There is always a crisis any time a secret is uncovered in a marriage relationship. The outcome of the crisis depends on the gravity of the betrayal and especially how the crisis is managed. There is no small or big crisis in marriage. If a seemingly small crisis is not properly handled by the partners concerned, it can eventually boomerang into an explosion and destroy the marriage. Anytime there is crisis in a marriage, the couple should be cautious and display enough maturity and understanding in order to rescue their relationship from disintegration.

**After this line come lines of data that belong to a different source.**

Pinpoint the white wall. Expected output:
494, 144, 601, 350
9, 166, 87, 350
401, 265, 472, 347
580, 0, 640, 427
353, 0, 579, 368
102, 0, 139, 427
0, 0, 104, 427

If any crisis is handled maturely and with understanding by both partners, it can become an opportunity to strengthen their relationship instead of destroying or weakening it.

A trying time

A time of crisis is usually a trying time. The betrayed partner feels devastated and deeply hurt. The urge to react negatively with physical assault or revenge with a counter betrayer becomes very high. Trust is uprooted until further notice. Doubt and resentment fill the air. People react differently in crisis. Some become ‘dumb’ with amazement and fully withdrawn. Others burst out in outrage.